The Rev. Deborah Lee, right, executive director of Interfaith Movement for Human Integrity, speaks outside an ICE facility in San Francisco during a virtual conference. Video screengrab

LOS ANGELES (RNS) — Faith leaders and activists demonstrated outside prisons and immigration detention centers across California on Tuesday, calling on Gov. Gavin Newsom to do more to release incarcerated and detained people who they say are in danger amid COVID-19 outbreaks.

Organizers held and placed banners denouncing Newsom at freeway overpasses and outside prisons. Activists posted banners outside prisons that read “Gavin Newsom COVID-19 Death Camp” and “Department of Infections and Debilitation.”

The “Banner Drop Day of Action,” hosted by a coalition of immigrant rights and faith groups, was held a day after a group of women and faith leaders completed a five-day hunger strike to call attention to the detention of two pastors and other immigrants at the Adelanto ICE Detention Center, where a number of COVID-19 cases have been reported.


The coalition included religious groups such as the Interfaith Movement for Human Integrity, Clergy & Laity United for Economic Justice, Marin Interfaith Council and Kehilla Community Synagogue.

Voices of activists, faith leaders and families of incarcerated people were broadcast through a virtual Zoom conference. Demonstrations took place in Yuba, San Diego, San Francisco and Adelanto.

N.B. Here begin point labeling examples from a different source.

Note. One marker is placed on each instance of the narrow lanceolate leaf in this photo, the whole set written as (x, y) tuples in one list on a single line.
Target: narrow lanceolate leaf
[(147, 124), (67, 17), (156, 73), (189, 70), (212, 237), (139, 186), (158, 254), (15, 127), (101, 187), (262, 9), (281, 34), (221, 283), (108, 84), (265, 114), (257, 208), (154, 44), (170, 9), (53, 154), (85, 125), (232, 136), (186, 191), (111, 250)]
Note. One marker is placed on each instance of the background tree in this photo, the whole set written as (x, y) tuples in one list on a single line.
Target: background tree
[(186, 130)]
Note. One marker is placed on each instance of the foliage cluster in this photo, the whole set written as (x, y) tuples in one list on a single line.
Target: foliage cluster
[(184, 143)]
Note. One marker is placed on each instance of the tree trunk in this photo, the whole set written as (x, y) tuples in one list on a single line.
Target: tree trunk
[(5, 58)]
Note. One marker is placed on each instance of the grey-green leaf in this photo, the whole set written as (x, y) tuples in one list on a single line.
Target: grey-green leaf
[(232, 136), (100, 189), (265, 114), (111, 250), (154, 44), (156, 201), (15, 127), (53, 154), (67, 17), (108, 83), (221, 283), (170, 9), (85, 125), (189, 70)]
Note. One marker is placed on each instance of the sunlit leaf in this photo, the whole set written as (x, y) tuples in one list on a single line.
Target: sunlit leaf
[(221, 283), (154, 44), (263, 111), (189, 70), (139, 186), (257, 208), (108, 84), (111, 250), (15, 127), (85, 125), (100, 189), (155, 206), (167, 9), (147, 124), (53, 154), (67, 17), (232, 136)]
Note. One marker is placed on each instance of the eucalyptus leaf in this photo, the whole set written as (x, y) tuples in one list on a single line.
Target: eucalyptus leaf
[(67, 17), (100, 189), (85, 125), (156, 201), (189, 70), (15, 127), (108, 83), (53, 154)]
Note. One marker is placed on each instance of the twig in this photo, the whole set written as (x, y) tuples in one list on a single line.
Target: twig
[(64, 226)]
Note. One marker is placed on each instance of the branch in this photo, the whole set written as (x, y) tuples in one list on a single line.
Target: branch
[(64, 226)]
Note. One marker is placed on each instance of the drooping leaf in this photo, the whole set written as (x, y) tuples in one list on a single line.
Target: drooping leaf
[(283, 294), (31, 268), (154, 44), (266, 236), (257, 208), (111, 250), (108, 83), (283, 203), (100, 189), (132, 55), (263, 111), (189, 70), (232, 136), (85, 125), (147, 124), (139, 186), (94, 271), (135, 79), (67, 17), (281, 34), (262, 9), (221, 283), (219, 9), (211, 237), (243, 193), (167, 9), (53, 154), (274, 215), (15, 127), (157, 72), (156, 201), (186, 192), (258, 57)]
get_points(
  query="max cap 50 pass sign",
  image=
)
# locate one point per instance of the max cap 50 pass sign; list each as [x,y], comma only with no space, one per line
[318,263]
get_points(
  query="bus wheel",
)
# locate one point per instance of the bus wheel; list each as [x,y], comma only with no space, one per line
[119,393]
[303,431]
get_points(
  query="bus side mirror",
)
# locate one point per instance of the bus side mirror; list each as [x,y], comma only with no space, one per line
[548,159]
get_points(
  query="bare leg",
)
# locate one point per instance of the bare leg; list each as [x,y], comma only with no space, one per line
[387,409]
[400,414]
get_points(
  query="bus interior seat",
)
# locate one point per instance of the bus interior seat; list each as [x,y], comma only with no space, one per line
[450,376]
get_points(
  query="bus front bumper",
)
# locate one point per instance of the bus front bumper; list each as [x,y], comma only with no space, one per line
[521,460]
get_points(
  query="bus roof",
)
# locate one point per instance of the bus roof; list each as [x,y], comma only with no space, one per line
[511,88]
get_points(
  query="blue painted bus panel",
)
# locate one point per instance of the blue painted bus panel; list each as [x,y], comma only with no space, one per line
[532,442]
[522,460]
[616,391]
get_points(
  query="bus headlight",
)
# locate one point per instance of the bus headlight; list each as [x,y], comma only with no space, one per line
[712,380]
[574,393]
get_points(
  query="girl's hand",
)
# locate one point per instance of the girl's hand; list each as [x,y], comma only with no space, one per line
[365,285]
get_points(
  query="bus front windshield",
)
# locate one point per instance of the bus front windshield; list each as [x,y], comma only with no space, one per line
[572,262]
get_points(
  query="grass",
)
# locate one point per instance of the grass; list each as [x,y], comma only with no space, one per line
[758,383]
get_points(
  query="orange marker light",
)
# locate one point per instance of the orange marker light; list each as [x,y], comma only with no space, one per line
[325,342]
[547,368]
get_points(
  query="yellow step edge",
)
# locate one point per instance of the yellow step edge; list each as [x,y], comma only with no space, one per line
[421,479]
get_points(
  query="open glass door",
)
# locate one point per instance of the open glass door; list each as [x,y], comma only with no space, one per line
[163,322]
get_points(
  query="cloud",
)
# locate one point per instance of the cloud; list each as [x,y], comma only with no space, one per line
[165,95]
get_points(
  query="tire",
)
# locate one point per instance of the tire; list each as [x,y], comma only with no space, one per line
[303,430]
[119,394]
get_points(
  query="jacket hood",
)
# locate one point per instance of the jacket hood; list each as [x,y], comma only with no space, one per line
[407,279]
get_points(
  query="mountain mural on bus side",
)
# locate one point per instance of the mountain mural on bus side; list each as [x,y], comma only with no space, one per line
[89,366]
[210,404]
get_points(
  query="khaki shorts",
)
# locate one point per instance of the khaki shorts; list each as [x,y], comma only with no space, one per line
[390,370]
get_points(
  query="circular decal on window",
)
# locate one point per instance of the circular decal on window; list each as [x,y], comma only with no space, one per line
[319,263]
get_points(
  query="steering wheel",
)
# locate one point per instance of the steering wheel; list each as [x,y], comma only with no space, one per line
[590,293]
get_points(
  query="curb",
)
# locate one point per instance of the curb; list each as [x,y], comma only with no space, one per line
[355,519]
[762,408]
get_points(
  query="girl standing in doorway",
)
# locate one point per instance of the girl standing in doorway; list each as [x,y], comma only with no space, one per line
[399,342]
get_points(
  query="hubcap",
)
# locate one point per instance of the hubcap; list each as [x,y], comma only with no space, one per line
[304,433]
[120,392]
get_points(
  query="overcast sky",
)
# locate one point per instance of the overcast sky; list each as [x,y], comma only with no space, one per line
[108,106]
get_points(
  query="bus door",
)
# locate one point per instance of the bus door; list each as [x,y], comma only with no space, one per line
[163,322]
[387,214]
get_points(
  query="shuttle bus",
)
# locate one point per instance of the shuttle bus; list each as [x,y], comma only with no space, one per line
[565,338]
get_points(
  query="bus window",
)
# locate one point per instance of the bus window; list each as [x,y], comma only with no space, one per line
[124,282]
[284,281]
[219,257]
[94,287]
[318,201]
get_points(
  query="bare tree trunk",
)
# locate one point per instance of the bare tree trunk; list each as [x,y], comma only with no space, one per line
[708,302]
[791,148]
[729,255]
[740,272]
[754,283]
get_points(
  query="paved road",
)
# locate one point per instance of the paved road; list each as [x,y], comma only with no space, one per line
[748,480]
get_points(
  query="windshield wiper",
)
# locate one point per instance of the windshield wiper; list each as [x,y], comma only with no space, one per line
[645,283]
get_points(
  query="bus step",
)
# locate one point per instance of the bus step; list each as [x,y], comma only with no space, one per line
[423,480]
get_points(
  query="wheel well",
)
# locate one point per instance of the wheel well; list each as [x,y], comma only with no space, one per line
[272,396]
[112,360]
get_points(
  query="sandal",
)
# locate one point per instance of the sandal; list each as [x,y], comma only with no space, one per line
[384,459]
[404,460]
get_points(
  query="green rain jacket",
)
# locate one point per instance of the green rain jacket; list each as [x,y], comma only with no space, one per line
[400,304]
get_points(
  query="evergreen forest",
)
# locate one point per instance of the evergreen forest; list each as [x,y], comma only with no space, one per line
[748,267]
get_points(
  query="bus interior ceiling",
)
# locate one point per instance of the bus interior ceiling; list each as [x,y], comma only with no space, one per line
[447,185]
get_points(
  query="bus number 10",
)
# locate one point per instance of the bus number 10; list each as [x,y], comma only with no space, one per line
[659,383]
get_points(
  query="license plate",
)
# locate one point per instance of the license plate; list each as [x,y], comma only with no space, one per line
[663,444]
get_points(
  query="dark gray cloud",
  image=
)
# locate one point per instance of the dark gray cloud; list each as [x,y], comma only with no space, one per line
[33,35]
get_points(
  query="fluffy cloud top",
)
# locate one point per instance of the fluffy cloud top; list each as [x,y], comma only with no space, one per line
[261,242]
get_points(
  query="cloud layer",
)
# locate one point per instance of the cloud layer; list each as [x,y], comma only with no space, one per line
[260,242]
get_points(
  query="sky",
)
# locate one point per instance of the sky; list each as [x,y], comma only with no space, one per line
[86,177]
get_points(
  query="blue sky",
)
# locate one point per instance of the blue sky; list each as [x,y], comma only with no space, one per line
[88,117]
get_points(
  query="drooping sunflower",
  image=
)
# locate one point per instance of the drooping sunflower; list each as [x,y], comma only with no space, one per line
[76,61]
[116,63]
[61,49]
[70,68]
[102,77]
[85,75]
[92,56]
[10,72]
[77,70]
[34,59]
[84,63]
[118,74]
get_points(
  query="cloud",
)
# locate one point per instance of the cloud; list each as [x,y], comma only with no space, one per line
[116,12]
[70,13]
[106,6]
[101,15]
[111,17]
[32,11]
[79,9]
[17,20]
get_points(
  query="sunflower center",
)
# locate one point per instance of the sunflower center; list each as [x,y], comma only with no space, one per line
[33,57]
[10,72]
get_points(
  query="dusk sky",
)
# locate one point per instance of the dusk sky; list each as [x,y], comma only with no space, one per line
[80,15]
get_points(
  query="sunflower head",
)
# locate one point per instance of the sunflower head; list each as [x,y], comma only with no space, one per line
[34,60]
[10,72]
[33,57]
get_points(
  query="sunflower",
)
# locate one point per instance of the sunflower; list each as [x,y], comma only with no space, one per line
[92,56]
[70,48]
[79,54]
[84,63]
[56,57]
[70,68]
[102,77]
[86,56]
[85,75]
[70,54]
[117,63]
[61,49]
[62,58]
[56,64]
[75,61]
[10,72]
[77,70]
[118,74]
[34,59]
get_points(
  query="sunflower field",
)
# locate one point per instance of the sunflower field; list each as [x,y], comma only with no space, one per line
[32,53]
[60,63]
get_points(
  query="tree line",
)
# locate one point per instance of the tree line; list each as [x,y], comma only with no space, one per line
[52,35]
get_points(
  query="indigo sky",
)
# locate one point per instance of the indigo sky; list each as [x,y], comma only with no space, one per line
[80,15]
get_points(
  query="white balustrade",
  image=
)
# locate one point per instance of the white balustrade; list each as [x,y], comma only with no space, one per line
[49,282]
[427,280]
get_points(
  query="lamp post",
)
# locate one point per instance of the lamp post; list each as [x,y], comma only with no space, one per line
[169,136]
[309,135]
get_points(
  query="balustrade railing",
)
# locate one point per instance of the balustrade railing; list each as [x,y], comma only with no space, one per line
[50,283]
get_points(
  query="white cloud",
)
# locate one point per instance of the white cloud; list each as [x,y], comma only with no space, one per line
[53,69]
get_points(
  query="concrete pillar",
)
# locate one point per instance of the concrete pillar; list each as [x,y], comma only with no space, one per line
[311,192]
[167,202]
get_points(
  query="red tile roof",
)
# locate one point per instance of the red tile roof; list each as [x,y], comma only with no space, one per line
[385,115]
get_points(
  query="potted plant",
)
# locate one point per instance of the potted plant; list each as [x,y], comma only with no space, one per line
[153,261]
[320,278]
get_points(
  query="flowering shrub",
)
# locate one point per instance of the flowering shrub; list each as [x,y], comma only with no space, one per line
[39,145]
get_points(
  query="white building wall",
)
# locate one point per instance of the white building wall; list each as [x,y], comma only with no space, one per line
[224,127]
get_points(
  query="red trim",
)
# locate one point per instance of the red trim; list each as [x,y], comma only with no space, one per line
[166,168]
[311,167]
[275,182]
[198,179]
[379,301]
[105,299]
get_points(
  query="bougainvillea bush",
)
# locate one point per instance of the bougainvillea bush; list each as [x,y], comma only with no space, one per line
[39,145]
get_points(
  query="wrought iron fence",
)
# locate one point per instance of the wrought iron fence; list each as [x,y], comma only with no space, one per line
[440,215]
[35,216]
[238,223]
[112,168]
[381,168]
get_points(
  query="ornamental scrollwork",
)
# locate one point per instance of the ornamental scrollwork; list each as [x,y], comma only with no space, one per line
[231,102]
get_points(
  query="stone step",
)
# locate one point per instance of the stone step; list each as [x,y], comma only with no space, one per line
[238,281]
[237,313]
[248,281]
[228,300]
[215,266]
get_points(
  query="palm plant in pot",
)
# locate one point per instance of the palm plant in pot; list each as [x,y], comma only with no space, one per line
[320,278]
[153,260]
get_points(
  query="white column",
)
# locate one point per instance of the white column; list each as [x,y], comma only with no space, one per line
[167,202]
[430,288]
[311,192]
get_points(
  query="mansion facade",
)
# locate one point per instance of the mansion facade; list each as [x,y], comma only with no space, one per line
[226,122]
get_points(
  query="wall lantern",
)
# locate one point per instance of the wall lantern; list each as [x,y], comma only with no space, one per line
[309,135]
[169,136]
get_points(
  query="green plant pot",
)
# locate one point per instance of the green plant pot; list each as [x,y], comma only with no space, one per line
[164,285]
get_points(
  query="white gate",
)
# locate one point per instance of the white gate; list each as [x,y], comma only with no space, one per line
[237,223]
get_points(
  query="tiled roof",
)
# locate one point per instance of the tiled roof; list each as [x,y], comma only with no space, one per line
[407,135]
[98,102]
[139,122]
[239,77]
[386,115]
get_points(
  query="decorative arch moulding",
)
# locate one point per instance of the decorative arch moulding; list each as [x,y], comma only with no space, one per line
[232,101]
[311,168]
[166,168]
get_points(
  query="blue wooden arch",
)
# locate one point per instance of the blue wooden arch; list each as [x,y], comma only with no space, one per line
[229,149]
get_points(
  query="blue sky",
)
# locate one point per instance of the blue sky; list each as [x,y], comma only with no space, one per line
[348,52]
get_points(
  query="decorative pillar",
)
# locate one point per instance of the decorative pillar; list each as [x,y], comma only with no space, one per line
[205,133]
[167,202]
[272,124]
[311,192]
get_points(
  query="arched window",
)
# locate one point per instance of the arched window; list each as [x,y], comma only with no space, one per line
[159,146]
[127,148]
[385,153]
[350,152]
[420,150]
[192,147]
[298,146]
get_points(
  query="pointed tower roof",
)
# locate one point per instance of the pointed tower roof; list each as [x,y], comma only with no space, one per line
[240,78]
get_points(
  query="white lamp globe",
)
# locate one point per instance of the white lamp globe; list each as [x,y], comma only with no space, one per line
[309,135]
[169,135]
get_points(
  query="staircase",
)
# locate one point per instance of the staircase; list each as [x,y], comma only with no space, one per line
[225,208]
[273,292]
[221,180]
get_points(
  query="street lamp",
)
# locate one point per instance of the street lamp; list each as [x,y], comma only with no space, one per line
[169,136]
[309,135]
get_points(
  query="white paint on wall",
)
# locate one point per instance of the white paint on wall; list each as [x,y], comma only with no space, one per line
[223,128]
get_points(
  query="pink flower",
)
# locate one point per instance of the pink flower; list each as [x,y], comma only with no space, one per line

The Rev. Deborah Lee, executive director of Interfaith Movement for Human Integrity, stood outside an ICE facility in San Francisco and urged Newsom to suspend California’s role in transferring incarcerated people to immigration detention facilities.

Activists demonstrate and broadcast outside of California State Prison Solano during a virtual conference. Video screengrab

“Instead of being allowed to go home to their families, they’re brought to this building by ICE, processed like a commodity, then shipped to ICE detention facilities all over California and even to other states,” Lee said.

“As people of faith we call for compassion, mercy, clemency, release and an end to ICE transfers,” she said.


Representatives with the Kehilla Community Synagogue from Oakland also participated, saying “As Jews our Scriptures teach us that every life is valuable.”

Organizers with Clergy & Laity United for Economic Justice attended a rally outside the Adelanto ICE Detention Center, where immigrant pastors Hugo Rolando Gómez and Allan Altamirano have been held for more than a year.

Jael Serrano Altamirano told the Spanish language newspaper La Opinion that her husband, a Riverside pastor, suffers from a heart condition. She said he was returned to the Adelanto facility after he was hospitalized for a week.  

“We’re scared because his condition puts him at high risk of getting the coronavirus,”she told La Opinion.

A U.S. district judge recently scolded ICE and the private prison company that operates the Adelanto ICE Processing Center for its “inadequate and objectively unreasonable” response to the COVID-19, according to the Desert Sun. The judge said the facility failed to provide adequate social distancing or timely testing. Activists are also protesting plans to expand the Adelanto facility.

From the beginning of the pandemic through the end of August, Cal Matters reported that California was expected to release more than 11,000 prisoners early. These prisoners include largely nonviolent offenders with less than a year to serve, according to the news site.